Professor of English Harold Schweizer’s scholarship evolved from teaching literary theory and poetry to his own discovery that he too could publish poetry. “I’ve always had a very amorous relationship toward poetry but never had the courage to try it myself,” he says. “I wrote a long poem in 2008, and through fortuitous events, it was immediately published. Since then, I’ve been able to publish poems, and I have a poetry book forthcoming next year.” The Book of Stones and Angels will be released by Tupelo Press in 2015.
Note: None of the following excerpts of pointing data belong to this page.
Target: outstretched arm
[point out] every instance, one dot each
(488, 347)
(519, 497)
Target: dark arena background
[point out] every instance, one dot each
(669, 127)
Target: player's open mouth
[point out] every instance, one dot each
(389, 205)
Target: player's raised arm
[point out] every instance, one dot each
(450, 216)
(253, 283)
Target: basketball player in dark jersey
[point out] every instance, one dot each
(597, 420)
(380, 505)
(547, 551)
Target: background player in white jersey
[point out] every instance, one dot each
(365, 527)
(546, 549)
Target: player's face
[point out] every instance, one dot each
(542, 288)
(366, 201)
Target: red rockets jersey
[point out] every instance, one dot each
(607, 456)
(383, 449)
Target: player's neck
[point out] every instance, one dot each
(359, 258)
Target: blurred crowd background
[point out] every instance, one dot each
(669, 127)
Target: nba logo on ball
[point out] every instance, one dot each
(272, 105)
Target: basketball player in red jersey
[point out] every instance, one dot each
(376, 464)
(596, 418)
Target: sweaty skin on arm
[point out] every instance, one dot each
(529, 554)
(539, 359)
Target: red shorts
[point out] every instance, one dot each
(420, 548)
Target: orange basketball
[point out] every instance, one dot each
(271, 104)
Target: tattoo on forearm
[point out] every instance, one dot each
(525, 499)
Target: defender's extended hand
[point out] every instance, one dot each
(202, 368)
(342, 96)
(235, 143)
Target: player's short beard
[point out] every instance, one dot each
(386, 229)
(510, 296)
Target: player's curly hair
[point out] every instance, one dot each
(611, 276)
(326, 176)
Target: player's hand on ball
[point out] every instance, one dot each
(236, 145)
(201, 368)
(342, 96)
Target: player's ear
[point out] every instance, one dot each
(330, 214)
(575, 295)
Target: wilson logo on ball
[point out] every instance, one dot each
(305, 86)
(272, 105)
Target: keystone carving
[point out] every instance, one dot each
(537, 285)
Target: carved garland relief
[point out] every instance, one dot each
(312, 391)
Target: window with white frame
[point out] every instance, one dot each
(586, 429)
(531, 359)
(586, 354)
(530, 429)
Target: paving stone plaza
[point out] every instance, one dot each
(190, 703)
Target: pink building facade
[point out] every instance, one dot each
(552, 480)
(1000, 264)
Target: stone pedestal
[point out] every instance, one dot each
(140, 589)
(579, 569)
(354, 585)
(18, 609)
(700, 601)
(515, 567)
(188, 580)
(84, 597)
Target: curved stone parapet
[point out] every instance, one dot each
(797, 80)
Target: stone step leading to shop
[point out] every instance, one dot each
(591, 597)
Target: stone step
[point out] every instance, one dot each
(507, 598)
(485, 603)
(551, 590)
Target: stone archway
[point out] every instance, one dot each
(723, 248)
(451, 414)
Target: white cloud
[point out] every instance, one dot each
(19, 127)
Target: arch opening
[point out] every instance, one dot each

Seeing poetry from the point of view of a creative writer has enriched and deepened Schweizer’s understanding of the poets he teaches. “For everyone in every walk of life, it pays off to evolve professionally with passion and creativity. We are wise to support people who find different subjects and interests. Bucknell has been very good to me to accommodate these changes in my scholarship,” says Schweizer, who teaches creative writing along with theory, modern poetry, Holocaust studies and comparative humanities.
His 2008 book, On Waiting, was published as part of a philosophy series, and The Patient (2010) is an edited collection of essays exploring patients’ and caregivers’ experiences. Both books led him to explore another area of the medical humanities: how we pay attention to what we normally would overlook in our lives. The working title for his next book is Lyrical Medicine: Acts of Attention. “Attention takes something out of us. It requires an abandonment of one’s own person and putting oneself wholly into the presence of another,” he says. “I believe very strongly that the study of literature, especially difficult literature, requires such attention of us.”
Work on the books has made Schweizer more patient with his students. “I love to be silent in class after a question and just let the question reverberate. The students, in their own time, come to an answer,” he says. “They deeply appreciate it if you give them time and tell them they don’t need to rush. They are used to a voracious velocity of life — everything is a click away — but if you allow them to wait, to study deeply and be responsible for what they say, they can really feel themselves thinking and understanding something that they did not understand previously.”